As always, we thank our shareholders and clients for their support, as well as our nearly 10,000 associates for their commitment to excellence and success. So thank you for listening to that presentation. I now ask the secretary to read any questions that have been asked of me or the representatives of Ernst & Young.
Mr. Chairman, there were no questions.
Thank you. I now ask the secretary to report on balloting and to state whether any other business is properly before this meeting.
Mr. Chairman, each of the following has received a majority of votes cast to serve as a director of the company for a one-year term or until a successor has been duly elected and qualified: Adam Berlew, Marianne Brown, Michael Brown, Lisa Carnoy, Bob Grady, James Kavanaugh, Ron Kruszewski, Danny Ludeman, Maura Markus, Dave Peacock, Tom Weisel, and Michael Zimmerman.

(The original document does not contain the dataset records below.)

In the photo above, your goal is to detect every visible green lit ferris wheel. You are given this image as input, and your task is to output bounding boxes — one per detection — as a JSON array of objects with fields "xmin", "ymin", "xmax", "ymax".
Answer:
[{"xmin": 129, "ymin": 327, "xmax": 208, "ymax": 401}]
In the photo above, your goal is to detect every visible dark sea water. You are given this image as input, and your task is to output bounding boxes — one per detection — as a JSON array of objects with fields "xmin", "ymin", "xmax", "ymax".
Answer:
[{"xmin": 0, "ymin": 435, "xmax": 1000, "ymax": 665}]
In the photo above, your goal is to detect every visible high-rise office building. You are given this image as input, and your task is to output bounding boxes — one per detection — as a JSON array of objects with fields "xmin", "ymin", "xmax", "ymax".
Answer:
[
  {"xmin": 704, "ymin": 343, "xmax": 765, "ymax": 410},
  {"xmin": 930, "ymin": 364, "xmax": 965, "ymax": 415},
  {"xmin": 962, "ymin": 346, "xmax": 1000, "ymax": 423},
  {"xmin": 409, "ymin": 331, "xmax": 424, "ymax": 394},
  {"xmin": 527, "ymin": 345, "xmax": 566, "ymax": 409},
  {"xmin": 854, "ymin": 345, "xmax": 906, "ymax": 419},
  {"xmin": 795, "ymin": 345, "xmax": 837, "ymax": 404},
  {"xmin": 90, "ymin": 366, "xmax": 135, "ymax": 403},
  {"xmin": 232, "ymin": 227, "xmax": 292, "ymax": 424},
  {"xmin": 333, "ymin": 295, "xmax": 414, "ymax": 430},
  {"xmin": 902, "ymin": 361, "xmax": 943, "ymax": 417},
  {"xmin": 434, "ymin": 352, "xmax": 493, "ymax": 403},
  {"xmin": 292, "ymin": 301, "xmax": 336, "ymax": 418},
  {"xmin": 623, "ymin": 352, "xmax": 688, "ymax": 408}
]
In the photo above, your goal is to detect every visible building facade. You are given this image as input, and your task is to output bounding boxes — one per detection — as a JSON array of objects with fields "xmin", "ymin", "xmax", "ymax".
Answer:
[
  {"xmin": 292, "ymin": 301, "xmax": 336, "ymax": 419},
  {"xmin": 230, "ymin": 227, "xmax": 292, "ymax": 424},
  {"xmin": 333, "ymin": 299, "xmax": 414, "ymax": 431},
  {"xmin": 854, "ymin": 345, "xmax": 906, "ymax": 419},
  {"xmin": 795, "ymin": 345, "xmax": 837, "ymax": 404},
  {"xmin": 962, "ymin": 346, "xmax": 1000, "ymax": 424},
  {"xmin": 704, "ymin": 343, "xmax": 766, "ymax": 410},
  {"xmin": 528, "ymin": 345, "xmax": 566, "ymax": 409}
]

The proposal contained in item two, which approves the advisory resolution on executive compensation, sometimes referred to as Say on Pay, has received a majority of votes cast and has been approved. Item three: the resolution ratifying the appointment of Ernst & Young as our independent registered public accounting firm for the year ending December 31, 2024, has received a majority of votes cast and has been approved. Mr. Chairman, I'm aware of no other business properly before the meeting and know of no reason why this meeting may not now be duly adjourned.
Mr. Fisher, thank you. And that being so, I declare the meeting adjourned. Thank you to all our shareholders.
This concludes the meeting. You may now disconnect.